We must also remember that the Hebrew word adam means humankind/human being. Any Hebrew or Jew hearing or reading this story would have known that. The Hebrew word adam occurs all over the Old Testament simply meaning humankind or human beings. Some scholars maintain that Adam is not really a proper name in Hebrew.
But there is a real sense in which we can say that adam as presented in Genesis 2-3 represents the first human being. Scientist and theologian John Polkinghorne suggests that we today can think of Adam and Eve as the first morally and spiritually conscious human beings. Our understanding of the development of humankind over the millions of years of evolution would suggest that there was a time when there were no spiritually conscious and morally capable human beings. There had to be a time when these traits first emerged in humanity. When Genesis refers to Adam and Eve, we (even though the biblical writers were not aware of such an evolutionary process) can understand it to be talking about the first true humans, not biologically or historically but spiritually—in other words, creatures capable of being in communion with God, knowing the difference between good and evil, and having the ability to obey or reject God’s commands and will.
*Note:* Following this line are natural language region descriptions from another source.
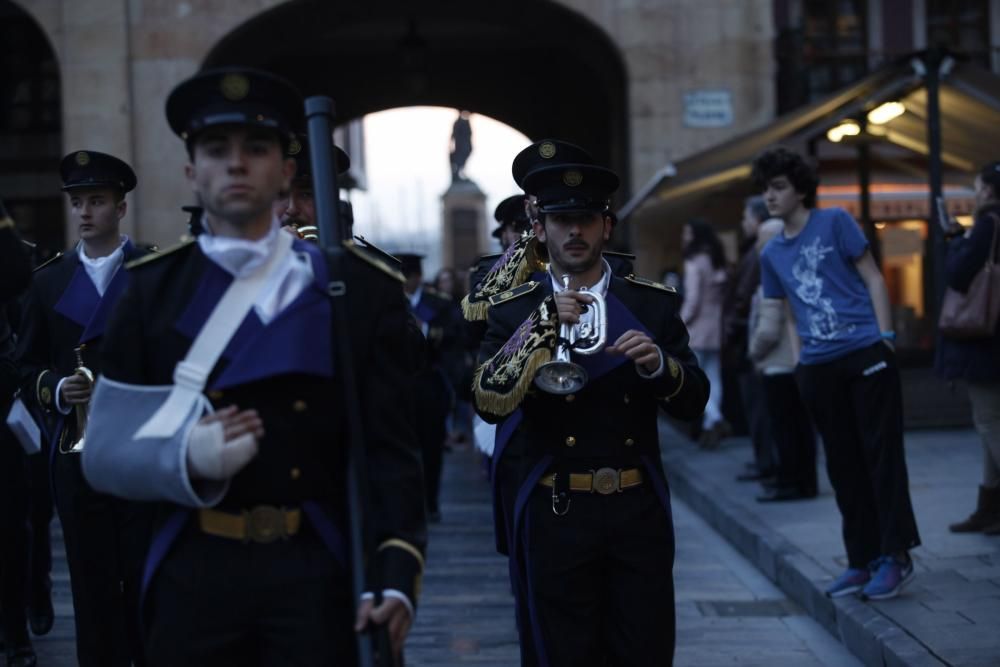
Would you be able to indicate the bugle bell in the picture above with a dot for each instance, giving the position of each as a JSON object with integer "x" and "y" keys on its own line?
{"x": 561, "y": 376}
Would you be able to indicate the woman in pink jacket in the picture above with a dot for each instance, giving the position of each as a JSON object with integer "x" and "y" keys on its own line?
{"x": 704, "y": 286}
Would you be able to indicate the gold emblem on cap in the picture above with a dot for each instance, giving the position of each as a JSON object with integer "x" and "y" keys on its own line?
{"x": 235, "y": 87}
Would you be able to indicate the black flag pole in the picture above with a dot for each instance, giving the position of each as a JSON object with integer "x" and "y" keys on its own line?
{"x": 319, "y": 116}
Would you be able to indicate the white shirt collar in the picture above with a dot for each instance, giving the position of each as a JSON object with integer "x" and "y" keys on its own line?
{"x": 101, "y": 270}
{"x": 239, "y": 257}
{"x": 415, "y": 297}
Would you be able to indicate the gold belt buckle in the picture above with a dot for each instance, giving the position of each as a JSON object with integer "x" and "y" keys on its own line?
{"x": 606, "y": 481}
{"x": 265, "y": 524}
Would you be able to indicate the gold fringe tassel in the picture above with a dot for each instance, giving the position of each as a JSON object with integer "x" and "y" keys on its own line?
{"x": 501, "y": 405}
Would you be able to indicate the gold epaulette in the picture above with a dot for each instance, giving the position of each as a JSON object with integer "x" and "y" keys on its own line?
{"x": 635, "y": 280}
{"x": 52, "y": 259}
{"x": 520, "y": 290}
{"x": 500, "y": 384}
{"x": 512, "y": 269}
{"x": 378, "y": 263}
{"x": 155, "y": 255}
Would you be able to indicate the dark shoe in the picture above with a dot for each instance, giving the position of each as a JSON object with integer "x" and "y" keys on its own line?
{"x": 755, "y": 476}
{"x": 22, "y": 656}
{"x": 986, "y": 515}
{"x": 41, "y": 616}
{"x": 783, "y": 493}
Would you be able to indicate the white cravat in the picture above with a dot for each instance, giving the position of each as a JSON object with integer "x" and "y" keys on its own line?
{"x": 241, "y": 257}
{"x": 102, "y": 269}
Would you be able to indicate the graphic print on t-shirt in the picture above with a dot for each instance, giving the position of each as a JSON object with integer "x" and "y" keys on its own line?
{"x": 823, "y": 321}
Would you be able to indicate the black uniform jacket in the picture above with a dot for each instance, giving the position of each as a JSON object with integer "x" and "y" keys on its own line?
{"x": 15, "y": 262}
{"x": 612, "y": 421}
{"x": 61, "y": 310}
{"x": 303, "y": 454}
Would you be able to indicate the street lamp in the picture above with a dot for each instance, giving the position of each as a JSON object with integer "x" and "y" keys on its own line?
{"x": 883, "y": 113}
{"x": 847, "y": 128}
At some point in time creatures like us came into existence and from the beginning we humans were free to reject God. Once we see Adam and Eve in this light, we realize that WE are Adam and Eve–we are humankind capable of communion with each other and God, knowing the difference between good and evil, and having the freedom to obey or reject the ways of God. The Garden of Eden story first happened many, many years ago when the first human emerged as a spiritually and morally conscious being. That story continues with us. We—you and I—are Adam and Eve. And may God have mercy on us all.
In our passage for today the Lord God says that it is not good for humans to be alone. We need a helper—someone who corresponds to us, completes us, and makes us whole. We cannot live fully as humans alone. Other parts of creation cannot do it for us. And what’s interesting is that apparently God cannot do it for us either. We were made for community/for each other. Our very identity as adam requires that we be connected with other people.
That is why Jesus says that where two or three of us are gathered together he will be with us as well. Our very existence as human beings, earthlings, and creatures made in the image of God requires us to maintain a connectedness with others. Now why would God make us like that? Because God desires to share a good thing–because God knows that we can become free, loving, creative, and responsible creatures only as we are in communion with each other–because we can love God only as we love one another (“You cannot love God whom you have not seen unless you love your brother and sister whom you have seen.” I John)–because God’s ultimate goal is for all of us to dwell together with God in a blessed community connected at the deepest and most fulfilling level (This intention and hope are the background to the New Jerusalem and the New Creation of the Book of Revelation).
And that’s why we celebrate the Lord’s Supper together. We share a meal symbolizing that final banquet where we shall all be one in love, joy, spirit, and purpose–all of us connected without losing our individuality or personal identity. So, come to the Table and find your place in a family destined for glory.